FQHC Billing Question - Paper or EMR lost documentation for visit
Friday, July 30th, 2010How would you handle a billing process for lost EMR/Paper documentation of an office visit? An incident occurred where a provider’s documentation was initiated but part or all of the information is missing. IT staff had our Vendor look into this and the documentation cannot be restored.
As a Billing Manager I went to provider and discussed the partial missing information. The feeling of the provider was that the patient was seen. He would document that the information was lost and due to lapse in time, he cannot recall specific information. The provider stated I should still bill out the visit as patient was seen. How can I bill the visit out when the documentation does not support the level of service? The provider appended note and added diagnosis codes but there is not a HPI or PE however he will append again to put in “documentation was lost”.
Should this happen again, are there any policies, procedures that I can give the provider and have myself for documentation and for billing?
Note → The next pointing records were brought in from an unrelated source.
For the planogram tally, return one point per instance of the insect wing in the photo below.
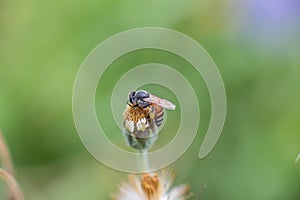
(160, 102)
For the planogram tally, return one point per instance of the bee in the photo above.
(142, 117)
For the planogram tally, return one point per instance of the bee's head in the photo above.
(135, 99)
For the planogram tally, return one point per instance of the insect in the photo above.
(142, 117)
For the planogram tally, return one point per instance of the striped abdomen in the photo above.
(159, 115)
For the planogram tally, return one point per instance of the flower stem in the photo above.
(15, 192)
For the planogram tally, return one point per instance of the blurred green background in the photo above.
(254, 43)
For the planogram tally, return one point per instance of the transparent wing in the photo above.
(160, 102)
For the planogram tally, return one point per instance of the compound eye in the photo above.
(132, 97)
(142, 94)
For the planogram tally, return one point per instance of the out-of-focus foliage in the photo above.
(254, 43)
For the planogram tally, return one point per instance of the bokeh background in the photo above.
(254, 43)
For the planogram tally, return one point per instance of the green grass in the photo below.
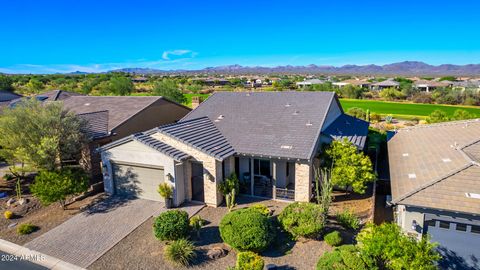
(402, 109)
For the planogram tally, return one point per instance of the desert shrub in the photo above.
(247, 230)
(171, 225)
(348, 219)
(345, 257)
(333, 239)
(26, 228)
(8, 214)
(302, 219)
(249, 261)
(261, 208)
(180, 252)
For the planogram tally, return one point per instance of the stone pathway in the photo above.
(87, 236)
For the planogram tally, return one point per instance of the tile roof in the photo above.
(201, 134)
(348, 127)
(436, 165)
(160, 146)
(120, 108)
(270, 124)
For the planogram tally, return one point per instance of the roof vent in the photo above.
(473, 195)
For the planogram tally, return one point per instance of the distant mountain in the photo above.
(412, 68)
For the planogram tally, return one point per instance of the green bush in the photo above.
(249, 261)
(171, 225)
(333, 239)
(302, 219)
(26, 228)
(348, 220)
(261, 208)
(180, 252)
(247, 230)
(344, 257)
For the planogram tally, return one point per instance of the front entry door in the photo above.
(197, 182)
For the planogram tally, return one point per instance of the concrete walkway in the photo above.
(84, 238)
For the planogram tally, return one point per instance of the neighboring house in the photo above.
(6, 97)
(309, 83)
(271, 140)
(384, 84)
(435, 182)
(427, 86)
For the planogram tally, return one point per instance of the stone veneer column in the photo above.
(303, 182)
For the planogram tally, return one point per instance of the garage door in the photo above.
(137, 181)
(455, 241)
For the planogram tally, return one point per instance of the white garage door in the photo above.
(137, 181)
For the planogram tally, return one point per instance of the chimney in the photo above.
(196, 100)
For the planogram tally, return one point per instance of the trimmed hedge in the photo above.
(171, 225)
(247, 230)
(302, 219)
(343, 257)
(333, 239)
(249, 261)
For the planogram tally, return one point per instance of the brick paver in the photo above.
(85, 237)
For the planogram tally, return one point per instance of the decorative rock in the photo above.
(217, 253)
(10, 202)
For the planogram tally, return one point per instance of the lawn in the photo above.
(406, 110)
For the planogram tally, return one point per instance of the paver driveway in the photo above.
(85, 237)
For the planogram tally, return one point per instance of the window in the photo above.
(461, 227)
(475, 229)
(444, 224)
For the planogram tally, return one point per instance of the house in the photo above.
(271, 140)
(309, 83)
(384, 84)
(427, 86)
(435, 182)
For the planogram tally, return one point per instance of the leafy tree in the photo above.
(437, 116)
(56, 186)
(168, 88)
(39, 136)
(386, 246)
(6, 83)
(349, 166)
(462, 115)
(122, 86)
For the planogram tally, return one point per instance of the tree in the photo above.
(386, 246)
(5, 83)
(56, 186)
(122, 86)
(437, 116)
(169, 89)
(349, 166)
(39, 136)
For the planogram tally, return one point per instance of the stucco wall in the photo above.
(136, 153)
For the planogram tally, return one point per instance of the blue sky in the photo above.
(64, 36)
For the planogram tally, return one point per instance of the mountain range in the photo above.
(402, 68)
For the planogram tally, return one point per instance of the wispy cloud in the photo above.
(176, 54)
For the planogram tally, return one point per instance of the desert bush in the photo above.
(26, 228)
(302, 219)
(348, 219)
(171, 225)
(261, 208)
(180, 252)
(344, 257)
(8, 214)
(333, 239)
(249, 261)
(247, 230)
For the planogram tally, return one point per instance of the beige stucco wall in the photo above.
(212, 169)
(303, 182)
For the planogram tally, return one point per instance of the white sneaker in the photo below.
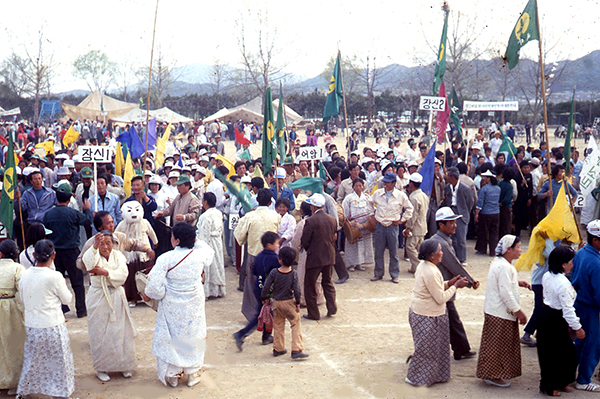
(172, 381)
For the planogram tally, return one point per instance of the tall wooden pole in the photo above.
(149, 87)
(543, 76)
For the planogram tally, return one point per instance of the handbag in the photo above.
(141, 280)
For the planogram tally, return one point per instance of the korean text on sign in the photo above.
(94, 153)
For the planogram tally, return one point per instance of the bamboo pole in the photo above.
(543, 76)
(149, 88)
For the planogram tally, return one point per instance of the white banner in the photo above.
(490, 106)
(429, 103)
(589, 172)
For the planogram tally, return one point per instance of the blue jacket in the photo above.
(111, 205)
(36, 210)
(585, 276)
(285, 193)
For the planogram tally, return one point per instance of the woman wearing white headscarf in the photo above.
(110, 326)
(500, 350)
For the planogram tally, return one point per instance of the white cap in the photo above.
(155, 180)
(280, 173)
(593, 228)
(317, 200)
(445, 213)
(416, 177)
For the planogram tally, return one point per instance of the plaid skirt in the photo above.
(500, 350)
(430, 361)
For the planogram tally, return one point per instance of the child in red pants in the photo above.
(285, 287)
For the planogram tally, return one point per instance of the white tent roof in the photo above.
(253, 111)
(162, 115)
(91, 107)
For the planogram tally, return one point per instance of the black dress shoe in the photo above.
(468, 355)
(342, 280)
(308, 317)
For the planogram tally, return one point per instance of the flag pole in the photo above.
(344, 102)
(149, 87)
(543, 76)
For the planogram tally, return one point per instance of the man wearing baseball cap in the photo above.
(451, 267)
(392, 208)
(585, 278)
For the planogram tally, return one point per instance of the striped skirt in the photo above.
(430, 361)
(500, 350)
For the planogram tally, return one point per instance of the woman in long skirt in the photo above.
(12, 329)
(500, 350)
(47, 357)
(110, 326)
(556, 351)
(428, 318)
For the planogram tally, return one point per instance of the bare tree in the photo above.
(96, 69)
(258, 49)
(32, 74)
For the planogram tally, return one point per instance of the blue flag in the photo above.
(427, 170)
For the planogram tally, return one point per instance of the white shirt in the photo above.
(559, 294)
(42, 292)
(502, 291)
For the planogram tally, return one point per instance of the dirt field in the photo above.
(359, 353)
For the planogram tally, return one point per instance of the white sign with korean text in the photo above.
(95, 154)
(311, 153)
(429, 103)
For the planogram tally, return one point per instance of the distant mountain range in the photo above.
(583, 72)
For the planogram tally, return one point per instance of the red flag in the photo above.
(441, 121)
(239, 137)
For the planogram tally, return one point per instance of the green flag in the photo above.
(8, 189)
(455, 110)
(280, 127)
(335, 95)
(269, 151)
(570, 128)
(440, 63)
(312, 184)
(525, 30)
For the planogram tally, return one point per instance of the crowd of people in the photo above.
(166, 243)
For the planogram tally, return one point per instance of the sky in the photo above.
(307, 33)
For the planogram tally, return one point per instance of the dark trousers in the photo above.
(487, 233)
(458, 336)
(65, 262)
(340, 265)
(310, 291)
(504, 225)
(538, 292)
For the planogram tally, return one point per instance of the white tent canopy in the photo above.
(162, 115)
(252, 111)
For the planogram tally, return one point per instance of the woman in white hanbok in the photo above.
(110, 326)
(180, 331)
(357, 208)
(210, 230)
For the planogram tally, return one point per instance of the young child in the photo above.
(286, 303)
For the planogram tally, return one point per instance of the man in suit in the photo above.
(460, 199)
(451, 267)
(318, 239)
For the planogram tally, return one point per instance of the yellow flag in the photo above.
(129, 174)
(119, 161)
(46, 145)
(228, 164)
(560, 224)
(71, 136)
(161, 147)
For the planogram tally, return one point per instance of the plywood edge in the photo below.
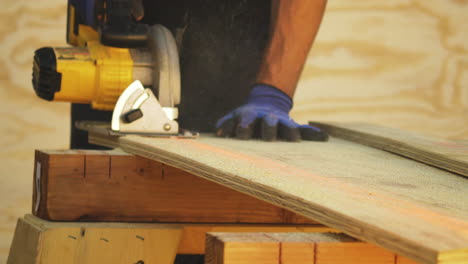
(363, 135)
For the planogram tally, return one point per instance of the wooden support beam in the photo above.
(76, 185)
(292, 248)
(416, 210)
(39, 240)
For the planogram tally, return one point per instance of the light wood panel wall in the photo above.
(403, 63)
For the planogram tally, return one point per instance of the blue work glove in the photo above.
(266, 116)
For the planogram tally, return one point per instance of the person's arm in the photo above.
(294, 25)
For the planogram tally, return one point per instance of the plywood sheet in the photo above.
(410, 208)
(446, 154)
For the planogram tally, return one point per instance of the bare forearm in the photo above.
(295, 24)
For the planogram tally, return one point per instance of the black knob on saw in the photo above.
(132, 115)
(45, 78)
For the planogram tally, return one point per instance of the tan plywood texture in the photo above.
(403, 63)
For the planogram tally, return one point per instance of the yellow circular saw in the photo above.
(92, 73)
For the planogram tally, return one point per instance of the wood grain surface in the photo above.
(113, 186)
(446, 154)
(403, 205)
(402, 63)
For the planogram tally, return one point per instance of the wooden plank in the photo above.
(30, 230)
(193, 237)
(407, 207)
(37, 241)
(352, 253)
(292, 248)
(115, 186)
(241, 248)
(442, 153)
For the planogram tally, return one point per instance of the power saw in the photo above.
(108, 66)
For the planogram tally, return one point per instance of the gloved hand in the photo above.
(266, 116)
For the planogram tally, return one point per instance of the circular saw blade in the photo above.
(166, 73)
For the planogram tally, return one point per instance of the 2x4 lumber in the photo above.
(74, 185)
(31, 231)
(292, 248)
(193, 237)
(416, 210)
(38, 242)
(442, 153)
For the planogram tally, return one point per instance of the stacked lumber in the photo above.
(294, 248)
(39, 241)
(86, 185)
(407, 207)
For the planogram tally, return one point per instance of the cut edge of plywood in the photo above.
(411, 249)
(403, 245)
(400, 142)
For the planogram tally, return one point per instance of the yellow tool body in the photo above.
(93, 74)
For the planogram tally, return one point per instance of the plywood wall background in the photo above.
(402, 63)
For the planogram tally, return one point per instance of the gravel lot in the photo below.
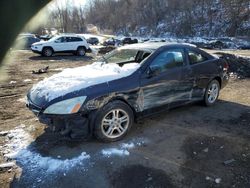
(190, 146)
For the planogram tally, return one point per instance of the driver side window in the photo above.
(61, 39)
(166, 60)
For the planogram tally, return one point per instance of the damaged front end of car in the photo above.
(64, 117)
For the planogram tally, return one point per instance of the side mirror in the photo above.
(151, 72)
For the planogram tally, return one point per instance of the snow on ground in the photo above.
(18, 149)
(87, 36)
(74, 79)
(27, 80)
(123, 149)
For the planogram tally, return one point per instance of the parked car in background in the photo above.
(61, 44)
(45, 37)
(93, 40)
(24, 42)
(112, 42)
(128, 83)
(128, 40)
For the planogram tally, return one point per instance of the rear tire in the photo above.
(113, 121)
(81, 51)
(47, 52)
(212, 93)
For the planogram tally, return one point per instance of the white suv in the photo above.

Thanks for the note. To my knowledge, this is new and uncharted territory due to EMR but in reality the same could have happened with paper records. However, as with any such situation, if there is evidence the patient was seen AND a note to indicate all or a portion of the record has been lost/misplaced (and am assuming this note/addendum is dated in the present so it is clear there is no inappropriate retrospective “re-creation” of documentation), do not think you will have issues with payers. If you feel you want to down-code the service, that is your option but I think overkill. If still very concerned, you can always consult your organization’s legal counsel.